Il “bianco che più bianco non si può” di casa nostra

di Vittorio Spada

Catania, è risaputo, è città “nera” non solo per il tasso di criminalità diffusa, ma soprattutto perché i suoi edifici, i suoi monumenti risentono dell’utilizzo della pietra lavica che, come è noto, è di colore scuro. Soltanto da qualche anno a questa parte diverse facciate ristrutturate di palazzi di via Etnea vengono portate a colore chiaro, non bianco, ma sul giallino. E’ già un notevole passo avanti: applicare il “bianco” è difficile. Altrettanto difficoltoso è dare un volto “nuovo” alla città, da troppo tempo ormai in stato di decadenza fisica (non solo degrado) e spesso morale. Il quartiere di Librino, nonostante la voglia di riscatto, lo dimostra, così come gli stupefacenti che circolano, nonostante l’assiduo e instancabile lavoro delle forze dell’ordine per contrastare trafficanti e spacciatori. La criminalità e, in special modo, la micro criminalità spesso ha il sopravvento. Come fare diventare di colore “bianco” – metaforicamente parlando – una città che si mostra l’opposto?

Difficile, dicevamo, però qualche esperto di comunicazione ha suggerito un’idea brillante al sindaco. Un’idea, in realtà, non tanto originale perché le molteplici emittenti televisive che invadono le case di tutti propinano quotidianamente, a ogni ora del giorno, tanta e tanta pubblicità sugli “smacchiatori” di qualsiasi genere (dalle stoviglie agli indumenti) con quello slogan penetrante “bianco, che più bianco non si può” che, alla fine l’esperto ne è rimasto condizionato.

Ed ecco l’idea dell’esperto di comunicazione: convocare giornalisti, fotografi e troupe televisive per un tour urbano per mostrare o dimostrare l’impegno nella lotta alla illegalità portato avanti dall’amministrazione comunale. Un comunicato informa che “Il sindaco di Catania seguirà personalmente alcune delle iniziative di controllo del territorio che saranno svolte dalla Polizia municipale in diverse zone della città”.

Ed ecco che i giornalisti, eccetera, vengono “ospitati” su un apposito autobus e, a quanto pare, tutti sono convinti che andranno al seguito delle forze dell’ordine nei quartieri a rischio del capoluogo, da Librino a San Cristoforo, a San Giorgio eccetera, e invece non è così, l’autobus riservato alla stampa si dirige verso piazza Europa, percorre il Lungomare, si raggiunge in passeggiata piazza Nettuno e il vicino solarium, si arriva sino ad Ognina. Un percorso costellato dalla presenza di decine di vigili urbani, carabinieri e poliziotti, tutti a seguire il sindaco Enzo Bianco che illustra e spiega il contrasto all’illegalità.

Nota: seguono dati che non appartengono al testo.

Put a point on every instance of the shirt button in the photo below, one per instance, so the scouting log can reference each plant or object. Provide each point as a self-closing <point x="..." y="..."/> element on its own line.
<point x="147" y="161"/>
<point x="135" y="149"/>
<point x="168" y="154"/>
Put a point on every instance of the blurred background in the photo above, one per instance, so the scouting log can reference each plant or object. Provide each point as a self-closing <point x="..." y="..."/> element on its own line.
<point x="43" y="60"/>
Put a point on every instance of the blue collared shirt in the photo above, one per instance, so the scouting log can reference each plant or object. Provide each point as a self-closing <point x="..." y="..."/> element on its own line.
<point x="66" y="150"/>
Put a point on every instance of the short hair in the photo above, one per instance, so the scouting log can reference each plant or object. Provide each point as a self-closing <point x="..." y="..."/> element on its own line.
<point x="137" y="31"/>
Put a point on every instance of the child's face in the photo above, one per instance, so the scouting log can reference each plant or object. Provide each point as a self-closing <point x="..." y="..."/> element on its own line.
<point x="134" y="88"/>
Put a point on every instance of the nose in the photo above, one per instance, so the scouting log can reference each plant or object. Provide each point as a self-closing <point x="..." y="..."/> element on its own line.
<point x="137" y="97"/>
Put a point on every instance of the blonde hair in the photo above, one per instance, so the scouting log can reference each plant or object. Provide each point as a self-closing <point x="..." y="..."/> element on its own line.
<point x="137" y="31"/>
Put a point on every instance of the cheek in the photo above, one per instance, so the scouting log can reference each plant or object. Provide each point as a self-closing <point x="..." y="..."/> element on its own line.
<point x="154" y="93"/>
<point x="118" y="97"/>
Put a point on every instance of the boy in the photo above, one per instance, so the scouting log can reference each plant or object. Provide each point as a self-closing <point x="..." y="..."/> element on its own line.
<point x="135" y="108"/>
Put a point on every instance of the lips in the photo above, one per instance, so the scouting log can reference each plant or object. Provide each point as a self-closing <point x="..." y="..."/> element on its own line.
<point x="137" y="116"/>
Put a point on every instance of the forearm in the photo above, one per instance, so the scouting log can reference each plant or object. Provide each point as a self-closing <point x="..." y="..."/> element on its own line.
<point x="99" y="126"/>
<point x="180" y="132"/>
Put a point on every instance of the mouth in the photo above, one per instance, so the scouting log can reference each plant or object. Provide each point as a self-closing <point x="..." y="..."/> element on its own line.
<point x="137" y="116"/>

Stupore dei cittadini che normalmente frequentano questa parte del territorio urbano nel vedere l’incredibile spiegamento di tutori dell’ordine nella zona, che si sono domandati cosa stesse accadendo e, quando si sono resi conto della situazione, hanno commentato “ma che ci prendono per i fondelli?”. Interrogativo legittimo al quale nessuno ha potuto, o saputo o voluto dare risposta.

Noi sappiamo quanto sia alto il senso civico del sindaco Enzo Bianco, e sappiamo pure che non è uno sprovveduto: gli alti incarichi istituzionali che ha ricoperto (ministro dell’Interno, presidente del Copasir, fra i tanti) lo provano ampiamente. Allora, cosa è accaduto? Noi riteniamo che sia scivolato su una buccia di banana, che cioè abbia dato credito a qualche consulente della comunicazione che, probabilmente, dovrebbe cambiare mestiere. Nessuno, dicasi nessuno, potrebbe o dovrebbe ritenere un personaggio come Enzo Bianco – lo ripetiamo per sottolinearlo – un uomo sprovveduto e superficiale che vuole prendere in giro le migliaia e migliaia di cittadini che gli hanno dato fiducia e lo hanno portato a ricoprire ancora una volta la carica di sindaco di una città come Catania.